The researchers found that in datasets that required ADOS screening for eligibility, the male-to-female ratio was around 8:1, while in those that only required community diagnosis, the ratios varied d about 2:1 to 1:1.

Previous studies have found differences between behavioral patterns in autistic men and women, but the ADOS test was originally developed using a predominantly male sample, which may explain why it often excludes women from studies. research, says D’Mello.

“There were few females in the sample that was used to create this assessment, so it may not be very good at detecting the female phenotype, which may differ in some respects, mainly in areas like social communication,” she says.

Effects of exclusion

Failure to include more women and girls in autism studies may contribute to gaps in definitions of the disorder, researchers say.

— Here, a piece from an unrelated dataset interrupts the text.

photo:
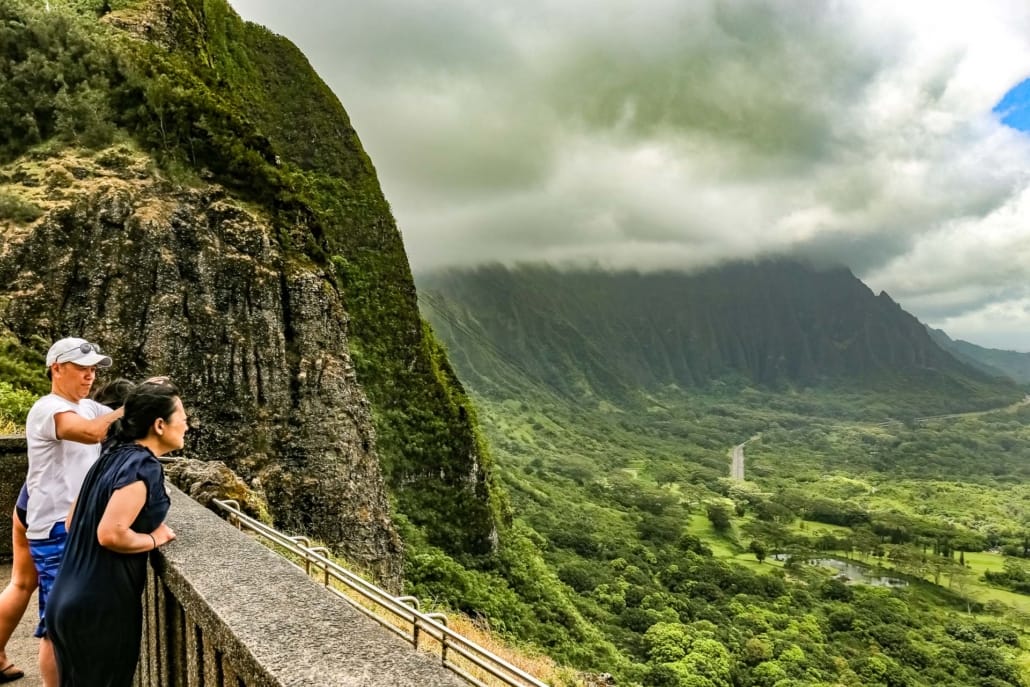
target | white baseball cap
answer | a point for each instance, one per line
(78, 351)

“The way we think about it is that the field may have developed an implicit bias in how autism is defined, and it’s been disproportionately driven by male analysis and male recruitment, etc. .”, explains Gabrieli. “So the definition doesn’t fit as well, on average, with the different expression of autism that seems to be more common in women.”

This implicit bias has led to documented difficulties in receiving a diagnosis for girls and women, even when their symptoms are the same as those exhibited by autistic boys and men.

“A lot of women could be completely overlooked in terms of diagnoses, and then our study shows that in research, what’s already a small pelvis shrinks at a much higher rate than men do,” says D’Mello. .

Excluding girls and women from this type of research study may lead to treatments not working as well for them, and it contributes to the perception that autism does not affect women as much as men.

“The goal is for research to directly inform treatment, therapies and public perception,” D’Mello says. “If research indicates that there are no women with autism, or that the brain basis of autism only resembles established patterns in men, then you’re not really helping women as much. than you might be, and you’re not really understanding the truth about what the disorder might be.

The researchers now plan to further explore some of the gender and sex-based differences that appear in autism, and how they arise. They also plan to expand the gender categories they include. In the current study, the surveys each participant completed asked them to choose male or female, but the researchers updated their questionnaire to include non-binary and transgender options.

The research was funded by the Hock E. Tan and K. Lisa Yang Center for Autism Research, the Simons Center for the Social Brain at MIT, and the National Institutes of Mental Health.